Jobs placed Apple’s bet on apps. He was right. It sealed Apple’s dominant future and ultimately put BlackBerry out of the smartphone business. 

Apple innovated. It took something existing and completely transformed the way it functions in our everyday lives. It’s one of tech’s biggest, most transformational stories of all-time. 

Nothing Even Close Is Happening With BNPL

Apple’s BNPL offering could not be more straightforward. And this is ultimately the problem. 

Come September, Apple Pay users can apply to use a buy now, pay later option for online and in-app purchases only. That’s it. No bells, whistles, or even a sniff of innovation.

But here’s the bigger problem. Apple Pay isn’t widely used. So, while a nice addition to the iOS ecosystem, BNPL integration right on your Apple device might not make as much a difference as some people seem to think. 


According to, just 1.1% of people utilized Apple Pay to make their most recent online purchase. At the moment, two of the nation’s biggest retailers, Amazon and Walmart, do not accept Apple Pay. They have their own BNPL arrangements with Affirm (AFRM) and PayPal (PYPL), respectively. 

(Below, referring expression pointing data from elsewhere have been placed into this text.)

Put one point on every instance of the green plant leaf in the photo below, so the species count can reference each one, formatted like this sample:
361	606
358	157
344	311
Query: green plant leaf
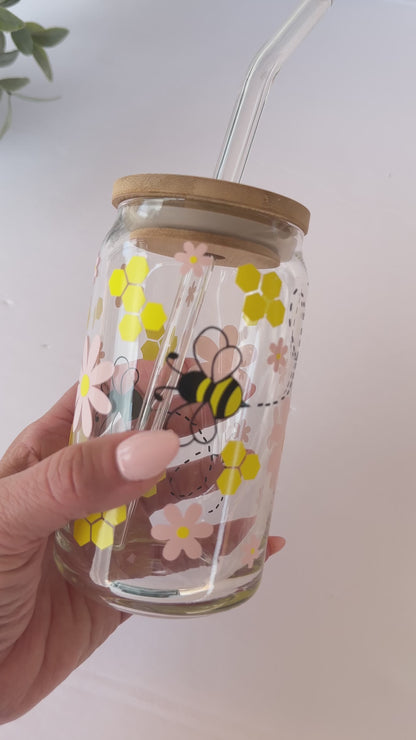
42	59
33	27
49	36
23	40
8	119
8	58
36	100
9	21
10	84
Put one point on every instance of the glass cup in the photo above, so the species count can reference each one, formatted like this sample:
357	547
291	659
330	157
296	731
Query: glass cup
195	323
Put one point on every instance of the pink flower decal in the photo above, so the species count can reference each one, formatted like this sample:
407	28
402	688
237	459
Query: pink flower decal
208	348
277	357
182	532
193	258
92	374
242	432
251	550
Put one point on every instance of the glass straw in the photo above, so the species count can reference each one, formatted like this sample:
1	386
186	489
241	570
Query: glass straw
264	68
231	163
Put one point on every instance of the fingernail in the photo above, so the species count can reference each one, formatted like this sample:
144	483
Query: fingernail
146	454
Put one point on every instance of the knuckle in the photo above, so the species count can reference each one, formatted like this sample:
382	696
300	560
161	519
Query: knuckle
21	454
69	477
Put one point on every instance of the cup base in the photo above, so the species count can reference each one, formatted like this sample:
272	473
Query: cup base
151	602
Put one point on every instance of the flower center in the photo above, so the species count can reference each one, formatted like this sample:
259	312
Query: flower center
182	533
85	385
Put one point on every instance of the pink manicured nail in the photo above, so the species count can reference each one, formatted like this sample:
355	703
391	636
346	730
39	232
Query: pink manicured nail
146	454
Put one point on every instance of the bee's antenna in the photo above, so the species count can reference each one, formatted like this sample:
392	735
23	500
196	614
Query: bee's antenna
157	391
172	356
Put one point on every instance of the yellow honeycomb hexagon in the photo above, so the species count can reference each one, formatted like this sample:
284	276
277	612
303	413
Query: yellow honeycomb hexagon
117	282
153	316
228	481
254	308
115	516
82	531
247	278
133	298
91	518
233	454
129	328
137	269
271	285
102	534
275	313
150	350
250	466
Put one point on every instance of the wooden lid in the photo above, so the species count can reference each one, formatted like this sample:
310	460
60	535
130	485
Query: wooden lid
233	196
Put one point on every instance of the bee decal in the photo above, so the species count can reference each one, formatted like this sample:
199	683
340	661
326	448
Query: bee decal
216	393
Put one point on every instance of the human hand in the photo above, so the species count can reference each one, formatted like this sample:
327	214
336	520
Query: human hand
48	627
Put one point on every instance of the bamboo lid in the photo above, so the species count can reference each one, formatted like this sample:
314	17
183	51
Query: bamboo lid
230	196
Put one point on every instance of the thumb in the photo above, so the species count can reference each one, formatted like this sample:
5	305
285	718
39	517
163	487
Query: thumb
93	476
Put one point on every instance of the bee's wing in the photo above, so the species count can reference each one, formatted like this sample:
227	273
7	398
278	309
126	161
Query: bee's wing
207	343
225	363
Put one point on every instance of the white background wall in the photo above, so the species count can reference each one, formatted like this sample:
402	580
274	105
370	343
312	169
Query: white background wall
327	648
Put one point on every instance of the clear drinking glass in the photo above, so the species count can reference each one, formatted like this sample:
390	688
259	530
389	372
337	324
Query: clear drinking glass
195	324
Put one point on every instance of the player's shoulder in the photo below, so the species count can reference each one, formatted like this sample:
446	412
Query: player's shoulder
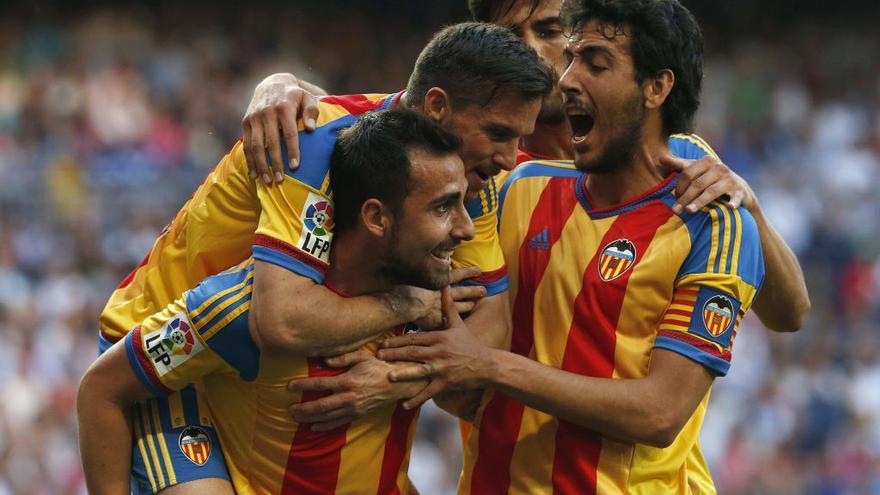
690	146
724	240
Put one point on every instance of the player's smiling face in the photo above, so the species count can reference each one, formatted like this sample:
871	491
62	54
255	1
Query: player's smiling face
603	102
431	224
490	135
541	29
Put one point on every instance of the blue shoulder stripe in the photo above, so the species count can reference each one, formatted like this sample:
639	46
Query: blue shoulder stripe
535	169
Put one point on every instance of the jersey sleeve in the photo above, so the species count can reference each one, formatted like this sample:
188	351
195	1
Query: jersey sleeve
714	288
202	333
484	250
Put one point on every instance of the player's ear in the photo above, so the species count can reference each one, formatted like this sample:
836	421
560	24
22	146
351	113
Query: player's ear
656	89
437	104
376	217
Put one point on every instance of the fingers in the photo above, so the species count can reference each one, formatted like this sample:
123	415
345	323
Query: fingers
319	383
309	111
465	306
672	163
410	339
411	373
447	306
456	275
348	359
408	353
255	151
287	120
271	138
694	180
323	408
434	388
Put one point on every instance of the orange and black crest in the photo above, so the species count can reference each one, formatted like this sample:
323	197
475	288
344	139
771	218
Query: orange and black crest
718	314
617	257
195	444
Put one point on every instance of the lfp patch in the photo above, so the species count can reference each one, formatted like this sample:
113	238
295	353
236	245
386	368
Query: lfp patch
317	232
617	257
195	444
172	344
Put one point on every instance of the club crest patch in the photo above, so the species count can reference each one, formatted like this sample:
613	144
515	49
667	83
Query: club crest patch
172	344
317	232
718	313
195	444
617	257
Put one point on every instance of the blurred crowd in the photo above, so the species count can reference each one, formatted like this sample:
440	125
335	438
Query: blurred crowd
110	117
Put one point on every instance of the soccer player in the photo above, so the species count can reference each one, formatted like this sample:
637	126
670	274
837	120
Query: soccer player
481	83
782	305
399	216
625	310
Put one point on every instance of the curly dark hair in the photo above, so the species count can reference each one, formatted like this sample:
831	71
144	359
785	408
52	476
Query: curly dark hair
474	62
663	35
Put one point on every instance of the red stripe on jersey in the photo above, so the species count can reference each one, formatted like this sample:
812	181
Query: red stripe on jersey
395	450
354	104
501	419
292	251
697	342
128	278
145	361
592	339
313	459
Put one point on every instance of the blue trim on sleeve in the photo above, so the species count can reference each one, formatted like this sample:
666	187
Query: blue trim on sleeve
138	370
234	344
270	255
492	288
103	344
713	363
751	255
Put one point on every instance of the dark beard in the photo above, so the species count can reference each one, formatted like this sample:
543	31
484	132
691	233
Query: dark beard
620	150
396	269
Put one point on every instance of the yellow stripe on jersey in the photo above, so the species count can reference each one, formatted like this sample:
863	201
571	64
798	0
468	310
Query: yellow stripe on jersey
697	141
140	433
163	447
196	313
737	245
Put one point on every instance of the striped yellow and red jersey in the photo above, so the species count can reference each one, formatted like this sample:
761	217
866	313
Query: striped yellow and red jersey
231	217
594	291
204	335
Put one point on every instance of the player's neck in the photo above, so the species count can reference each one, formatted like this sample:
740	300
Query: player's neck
354	268
631	180
551	141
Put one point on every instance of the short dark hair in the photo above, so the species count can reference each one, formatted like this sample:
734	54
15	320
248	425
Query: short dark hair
491	10
371	160
663	35
474	62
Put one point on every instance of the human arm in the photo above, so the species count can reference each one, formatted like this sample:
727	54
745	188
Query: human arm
783	303
271	119
292	314
650	410
106	393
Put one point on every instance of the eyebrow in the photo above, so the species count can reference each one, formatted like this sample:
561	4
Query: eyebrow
452	197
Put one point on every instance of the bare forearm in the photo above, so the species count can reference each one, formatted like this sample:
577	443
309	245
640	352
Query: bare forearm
105	445
321	323
783	303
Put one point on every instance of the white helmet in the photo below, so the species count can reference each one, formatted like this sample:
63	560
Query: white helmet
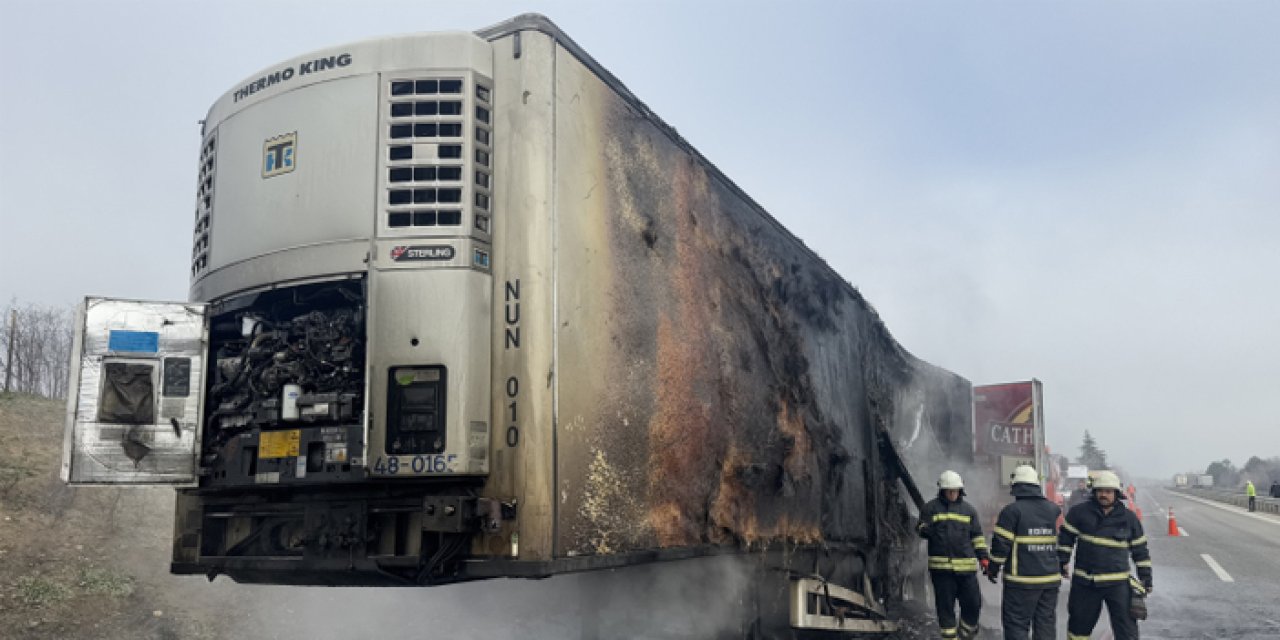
950	480
1025	474
1106	480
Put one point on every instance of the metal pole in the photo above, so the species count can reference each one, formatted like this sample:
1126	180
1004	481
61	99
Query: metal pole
8	360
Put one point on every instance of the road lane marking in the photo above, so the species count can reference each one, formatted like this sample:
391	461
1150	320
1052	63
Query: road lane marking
1232	508
1217	568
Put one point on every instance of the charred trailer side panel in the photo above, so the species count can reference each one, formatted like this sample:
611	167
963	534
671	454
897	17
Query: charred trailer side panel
675	373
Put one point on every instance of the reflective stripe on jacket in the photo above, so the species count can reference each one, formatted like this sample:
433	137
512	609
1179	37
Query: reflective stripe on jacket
1025	540
954	534
1104	544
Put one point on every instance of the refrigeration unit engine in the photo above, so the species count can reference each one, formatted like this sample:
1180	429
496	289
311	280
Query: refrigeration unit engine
462	307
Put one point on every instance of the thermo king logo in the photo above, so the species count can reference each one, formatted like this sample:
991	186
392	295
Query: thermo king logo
278	155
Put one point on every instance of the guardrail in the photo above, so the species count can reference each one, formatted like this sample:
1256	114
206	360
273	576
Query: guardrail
1238	498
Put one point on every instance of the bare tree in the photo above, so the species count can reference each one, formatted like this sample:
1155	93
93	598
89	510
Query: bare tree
40	359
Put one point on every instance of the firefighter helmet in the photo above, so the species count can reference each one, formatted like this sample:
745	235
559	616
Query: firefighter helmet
950	480
1025	474
1106	480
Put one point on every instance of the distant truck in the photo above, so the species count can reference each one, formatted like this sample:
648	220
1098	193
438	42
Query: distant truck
464	307
1009	430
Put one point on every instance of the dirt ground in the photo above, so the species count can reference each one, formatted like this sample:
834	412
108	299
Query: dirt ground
92	562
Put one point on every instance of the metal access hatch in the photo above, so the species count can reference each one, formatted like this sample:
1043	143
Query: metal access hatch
135	400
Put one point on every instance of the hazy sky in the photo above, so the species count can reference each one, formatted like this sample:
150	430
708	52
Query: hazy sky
1082	192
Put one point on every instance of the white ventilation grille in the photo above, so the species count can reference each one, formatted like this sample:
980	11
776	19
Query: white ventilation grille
435	173
204	206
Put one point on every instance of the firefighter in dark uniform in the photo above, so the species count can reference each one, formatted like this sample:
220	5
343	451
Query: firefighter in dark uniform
1105	536
956	547
1025	544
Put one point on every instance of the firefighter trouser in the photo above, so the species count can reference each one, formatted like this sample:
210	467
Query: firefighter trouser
1084	606
950	586
1033	609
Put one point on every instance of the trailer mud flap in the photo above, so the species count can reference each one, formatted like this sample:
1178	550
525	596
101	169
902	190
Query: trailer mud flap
821	606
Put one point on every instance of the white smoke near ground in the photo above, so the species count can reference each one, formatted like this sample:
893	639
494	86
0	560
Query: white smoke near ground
695	598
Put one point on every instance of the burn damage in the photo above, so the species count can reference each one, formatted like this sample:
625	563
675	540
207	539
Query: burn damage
728	387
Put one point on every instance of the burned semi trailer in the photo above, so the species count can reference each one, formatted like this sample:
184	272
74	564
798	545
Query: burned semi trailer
464	307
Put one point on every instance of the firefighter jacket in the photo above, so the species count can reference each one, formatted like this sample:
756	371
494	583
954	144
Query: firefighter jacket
1104	544
1025	540
954	534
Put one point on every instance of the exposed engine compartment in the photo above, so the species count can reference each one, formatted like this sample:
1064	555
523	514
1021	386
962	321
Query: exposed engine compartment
286	384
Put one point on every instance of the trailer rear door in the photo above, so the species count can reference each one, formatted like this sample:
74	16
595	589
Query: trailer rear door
135	400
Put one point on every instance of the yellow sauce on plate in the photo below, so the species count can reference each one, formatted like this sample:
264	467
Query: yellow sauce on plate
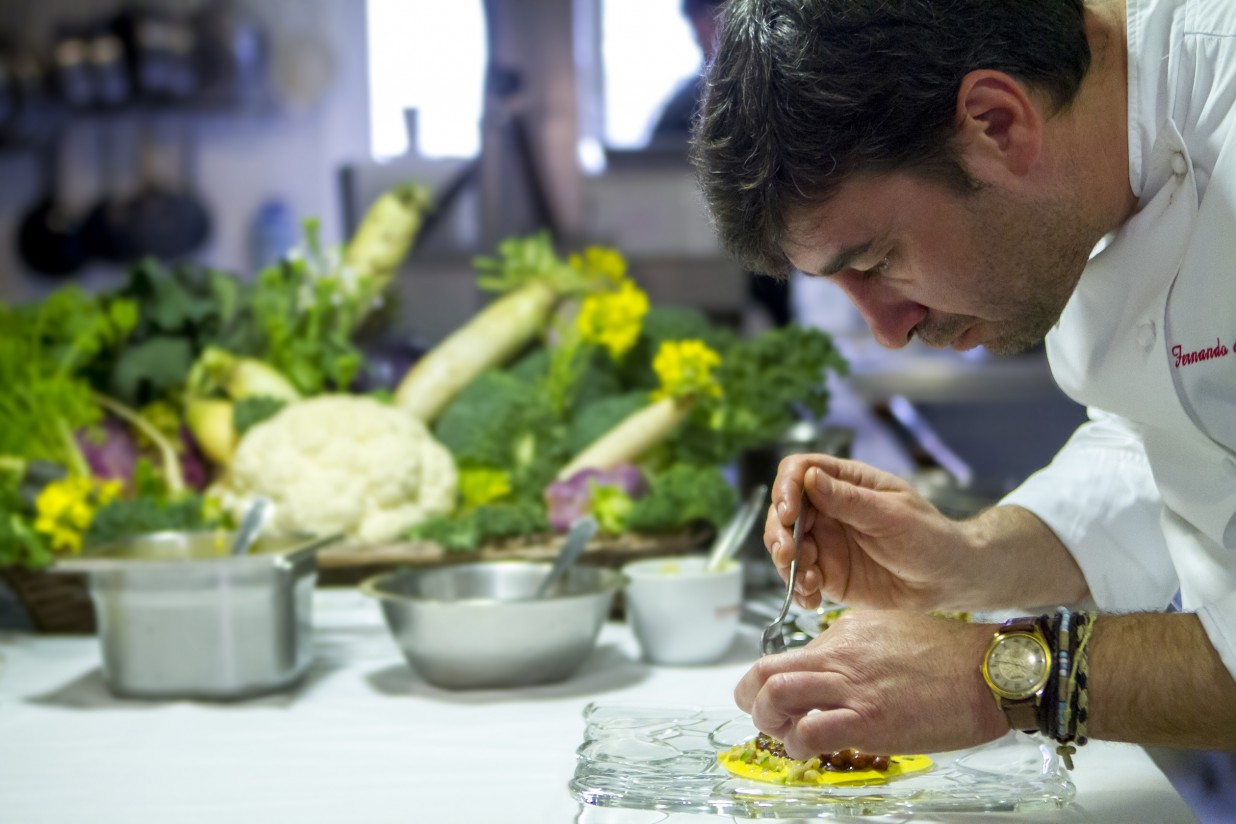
748	762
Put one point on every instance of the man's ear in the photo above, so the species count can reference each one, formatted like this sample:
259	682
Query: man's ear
999	127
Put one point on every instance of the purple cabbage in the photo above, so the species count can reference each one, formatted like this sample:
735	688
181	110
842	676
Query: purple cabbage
572	498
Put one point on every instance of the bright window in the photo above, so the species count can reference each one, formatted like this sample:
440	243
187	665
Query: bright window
429	56
648	51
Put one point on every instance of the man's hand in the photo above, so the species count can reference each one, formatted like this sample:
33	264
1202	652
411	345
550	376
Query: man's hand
890	682
869	539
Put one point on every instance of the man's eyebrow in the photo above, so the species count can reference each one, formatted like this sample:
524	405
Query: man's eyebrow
844	258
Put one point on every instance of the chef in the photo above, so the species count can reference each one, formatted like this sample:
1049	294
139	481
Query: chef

The Bottom Line: Unlike iPhone, Apple Pay just isn’t the next big thing. Never was. Likely will never be. While it adds to Apple’s increasingly sticky ecosystem, on its own, it’s hardly a reason to get excited, let alone invest in the stock. 

You invest in Apple – for the long-term – because of the bigger picture. All of the things, taken together, it has going for it. 

Along similar lines, you don’t not invest in Affirm or other BNPL pure plays because of Apple. You stay away because these companies operate in an already crowded space and face significant headwinds, not the least of which is that consumer debt bubble we keep you updated on here at The Juice

And, oh yeah, as for BlackBerry. It now runs as a cybersecurity company. Makes sense given security was the main selling point – along with that physical keyboard – of the phone we used to call CrackBerry.